Für Rinderhalter entsteht damit ein Spannungsfeld. Ausländische Käufer stützen den Absatz, während der spanische Markt heimisches Rindfleisch zu den geltenden Preisen nur schwer aufnimmt. Gleichzeitig fürchten die Erzeuger, dass zusätzliche Importe ihre Position weiter schwächen und ihnen weitere Anteile im spanischen Einzelhandel und in der Gastronomie nehmen könnten.
Jorge spricht sich für ein stärker lokal ausgerichtetes Modell aus: Zunächst sollte Spanien die eigene Produktion verbrauchen, Überschüsse exportieren und Fleisch nur bei unzureichendem heimischem Angebot importieren. Der gegenwärtige Markt funktioniere jedoch nicht nach diesem Prinzip. Veränderte Konsumgewohnheiten und Importdruck hätten lokales Fleisch bereits in eine engere Marktnische gedrängt.
Ein Betrieb mit 80 Kühen zeigt den Margendruck
Die wirtschaftliche Lage von Jorges Hof erklärt, weshalb die Erzeuger so empfindlich auf Preiswettbewerb reagieren. Nach seiner Schätzung kann ein Betrieb mit 80 Kühen durch den Verkauf von Kälbern jährlich zwischen 30.000 € und 35.000 € umsetzen. Er sprach außerdem von rund 2.000 € pro Monat, noch vor Berücksichtigung der Kosten und des kontinuierlichen Arbeitsaufwands in der extensiven Rinderhaltung.
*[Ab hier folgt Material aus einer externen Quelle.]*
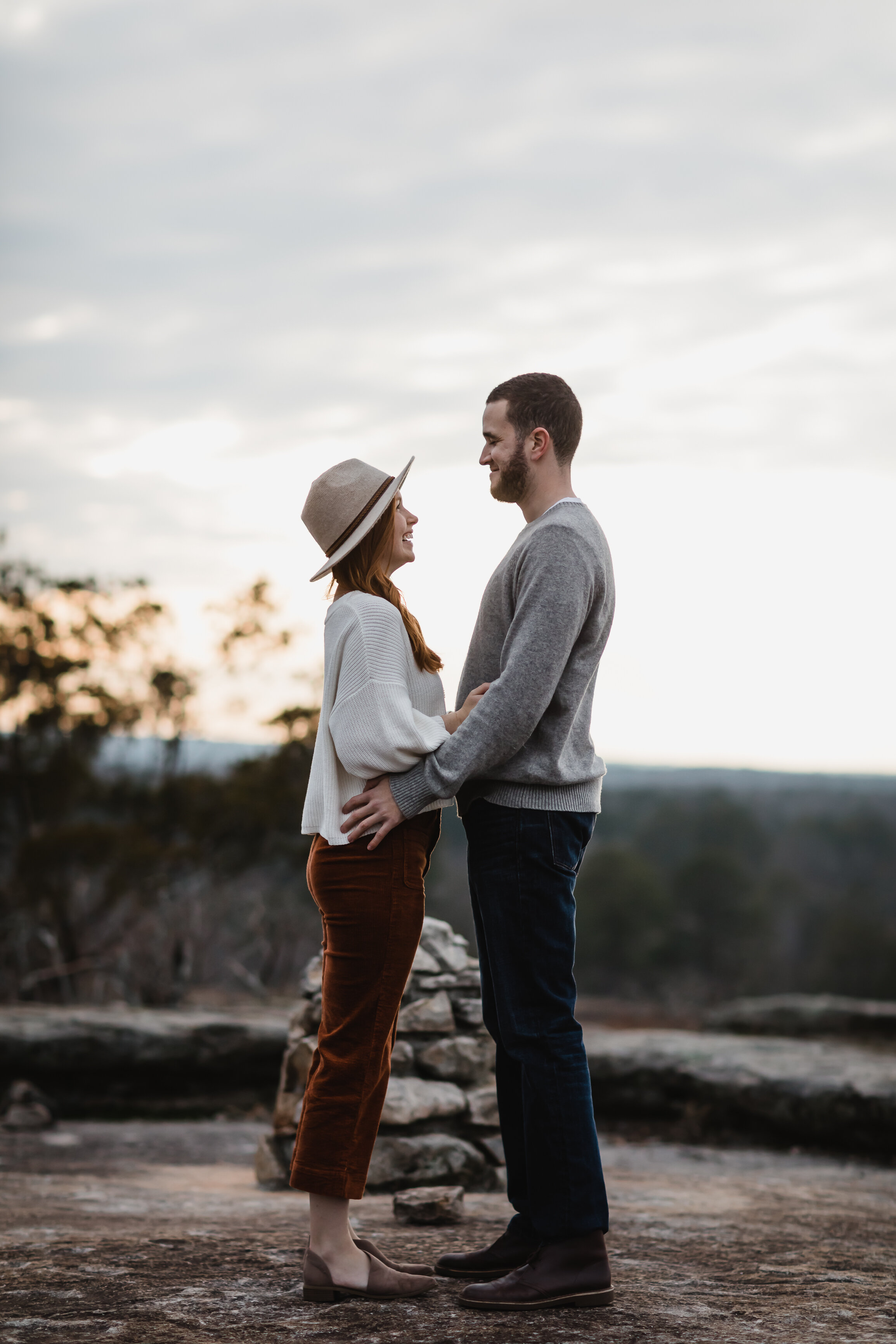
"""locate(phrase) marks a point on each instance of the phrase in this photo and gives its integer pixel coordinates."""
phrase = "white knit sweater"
(379, 713)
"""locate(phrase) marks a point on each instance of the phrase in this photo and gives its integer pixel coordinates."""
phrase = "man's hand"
(374, 807)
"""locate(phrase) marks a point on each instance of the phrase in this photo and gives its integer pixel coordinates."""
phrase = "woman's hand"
(454, 718)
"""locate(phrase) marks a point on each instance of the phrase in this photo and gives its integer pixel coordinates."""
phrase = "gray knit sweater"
(543, 623)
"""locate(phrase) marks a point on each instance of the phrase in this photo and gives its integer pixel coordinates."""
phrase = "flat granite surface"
(155, 1231)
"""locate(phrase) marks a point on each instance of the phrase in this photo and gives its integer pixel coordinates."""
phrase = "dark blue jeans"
(522, 866)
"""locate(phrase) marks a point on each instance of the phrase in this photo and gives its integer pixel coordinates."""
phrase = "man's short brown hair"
(542, 401)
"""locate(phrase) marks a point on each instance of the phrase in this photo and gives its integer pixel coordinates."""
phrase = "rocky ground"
(152, 1233)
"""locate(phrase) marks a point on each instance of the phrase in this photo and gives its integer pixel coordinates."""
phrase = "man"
(529, 788)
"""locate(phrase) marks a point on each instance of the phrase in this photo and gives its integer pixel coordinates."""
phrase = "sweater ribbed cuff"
(541, 797)
(410, 791)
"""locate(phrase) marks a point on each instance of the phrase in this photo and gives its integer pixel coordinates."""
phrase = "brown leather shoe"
(508, 1253)
(382, 1285)
(373, 1249)
(574, 1273)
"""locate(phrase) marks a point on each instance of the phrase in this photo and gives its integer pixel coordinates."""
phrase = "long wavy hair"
(363, 570)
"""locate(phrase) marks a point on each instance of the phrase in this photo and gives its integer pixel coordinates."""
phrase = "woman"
(383, 709)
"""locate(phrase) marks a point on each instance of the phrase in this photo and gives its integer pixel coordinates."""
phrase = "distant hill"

Der Betrieb habe früher mit einer sehr kleinen Marge gearbeitet und sich hauptsächlich darauf konzentriert, das Jahr zu überstehen, sagte Jorge. Zuletzt habe sich die Lage etwas entspannt. Regelmäßige freie Tage oder Urlaub gebe es dennoch nicht. Viele Tierhalter würden lieber ohne staatliche Hilfe auskommen, doch Jorge hält das für wenig realistisch, weil ein Wegfall der Unterstützung letztlich in die Produktpreise einfließen würde.
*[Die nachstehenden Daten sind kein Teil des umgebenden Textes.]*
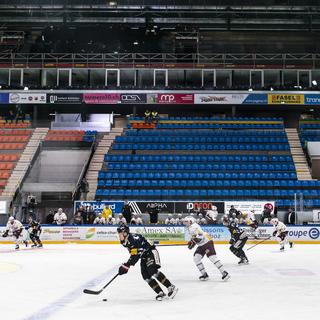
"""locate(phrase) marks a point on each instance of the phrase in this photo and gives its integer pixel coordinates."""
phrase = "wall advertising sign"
(279, 98)
(101, 98)
(4, 98)
(217, 98)
(32, 98)
(142, 207)
(72, 98)
(312, 99)
(98, 206)
(196, 206)
(136, 98)
(175, 98)
(246, 206)
(256, 98)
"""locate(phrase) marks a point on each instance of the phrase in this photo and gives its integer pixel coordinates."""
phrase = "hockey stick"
(88, 291)
(259, 242)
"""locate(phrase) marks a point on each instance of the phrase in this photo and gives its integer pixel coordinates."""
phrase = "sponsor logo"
(53, 99)
(159, 205)
(199, 205)
(14, 97)
(212, 99)
(130, 97)
(286, 98)
(298, 234)
(166, 98)
(51, 231)
(90, 233)
(268, 206)
(314, 233)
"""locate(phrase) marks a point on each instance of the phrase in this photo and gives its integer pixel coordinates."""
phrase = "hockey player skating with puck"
(205, 247)
(139, 248)
(34, 229)
(15, 228)
(238, 239)
(281, 233)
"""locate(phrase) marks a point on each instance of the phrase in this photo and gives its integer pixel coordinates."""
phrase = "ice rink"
(48, 283)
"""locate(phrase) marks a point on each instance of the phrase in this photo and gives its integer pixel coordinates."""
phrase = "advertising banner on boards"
(24, 98)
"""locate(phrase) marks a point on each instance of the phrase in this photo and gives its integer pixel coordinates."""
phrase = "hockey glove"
(123, 269)
(191, 244)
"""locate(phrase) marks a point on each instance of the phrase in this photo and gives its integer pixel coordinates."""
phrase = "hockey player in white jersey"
(15, 228)
(281, 233)
(205, 247)
(120, 219)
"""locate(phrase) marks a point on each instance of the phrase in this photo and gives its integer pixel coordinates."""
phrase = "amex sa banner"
(279, 98)
(32, 98)
(246, 206)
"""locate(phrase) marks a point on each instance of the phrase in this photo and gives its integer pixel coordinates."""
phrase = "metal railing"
(160, 60)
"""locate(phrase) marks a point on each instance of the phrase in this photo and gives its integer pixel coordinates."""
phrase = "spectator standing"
(60, 218)
(121, 219)
(84, 189)
(77, 219)
(91, 215)
(111, 220)
(106, 212)
(50, 217)
(155, 116)
(147, 116)
(127, 212)
(99, 220)
(179, 220)
(212, 215)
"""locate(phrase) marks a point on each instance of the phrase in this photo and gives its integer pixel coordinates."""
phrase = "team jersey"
(99, 220)
(198, 234)
(15, 226)
(280, 228)
(34, 226)
(137, 246)
(236, 232)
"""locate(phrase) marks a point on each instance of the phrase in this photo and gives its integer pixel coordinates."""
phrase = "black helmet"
(123, 228)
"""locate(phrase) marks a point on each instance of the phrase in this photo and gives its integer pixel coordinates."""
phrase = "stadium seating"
(250, 161)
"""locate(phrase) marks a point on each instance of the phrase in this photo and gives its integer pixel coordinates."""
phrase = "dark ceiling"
(188, 15)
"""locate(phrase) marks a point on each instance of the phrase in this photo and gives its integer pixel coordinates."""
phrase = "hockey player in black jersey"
(139, 248)
(34, 229)
(237, 241)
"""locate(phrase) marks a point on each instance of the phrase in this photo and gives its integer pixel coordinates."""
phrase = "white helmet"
(274, 221)
(188, 221)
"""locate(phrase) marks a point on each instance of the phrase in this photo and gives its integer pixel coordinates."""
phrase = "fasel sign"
(129, 98)
(175, 98)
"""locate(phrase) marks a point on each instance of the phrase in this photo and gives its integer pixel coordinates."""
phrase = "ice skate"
(172, 291)
(160, 296)
(204, 277)
(225, 276)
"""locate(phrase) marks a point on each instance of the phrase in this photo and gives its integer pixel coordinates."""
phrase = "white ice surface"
(47, 284)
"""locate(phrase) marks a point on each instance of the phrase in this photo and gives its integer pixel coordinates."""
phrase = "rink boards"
(162, 234)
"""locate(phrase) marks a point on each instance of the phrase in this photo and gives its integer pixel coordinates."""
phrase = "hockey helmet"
(225, 220)
(123, 228)
(274, 221)
(189, 220)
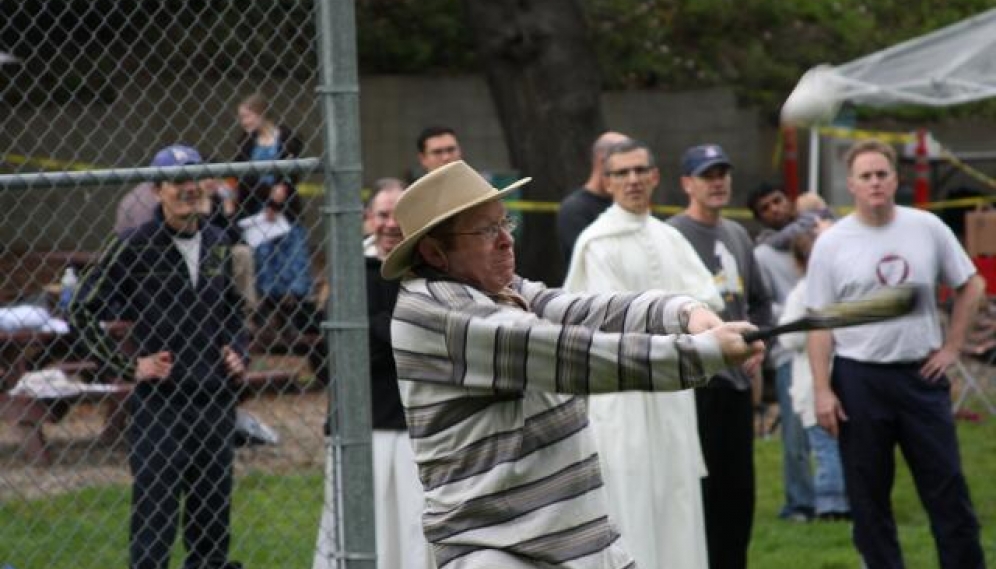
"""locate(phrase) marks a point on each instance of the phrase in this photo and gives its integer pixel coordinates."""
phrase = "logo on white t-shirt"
(892, 270)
Er warnte zudem davor, veröffentlichte Beihilfebeträge mit den tatsächlich ausgezahlten Summen gleichzusetzen. Zahlungen, die über den spanischen Agrargarantiefonds FEGA ausgewiesen werden, können durch Sanktionen, erschöpfte Mittel oder Kürzungen aufgrund finanzieller Disziplin sinken. Vor diesem Hintergrund betrachten gefährdete Betriebe zusätzliches Rindfleisch aus Brasilien und Argentinien nicht nur als Handelsthema, sondern als weiteren Druckfaktor für ihre Einnahmen und das Fortbestehen der extensiven Tierhaltung.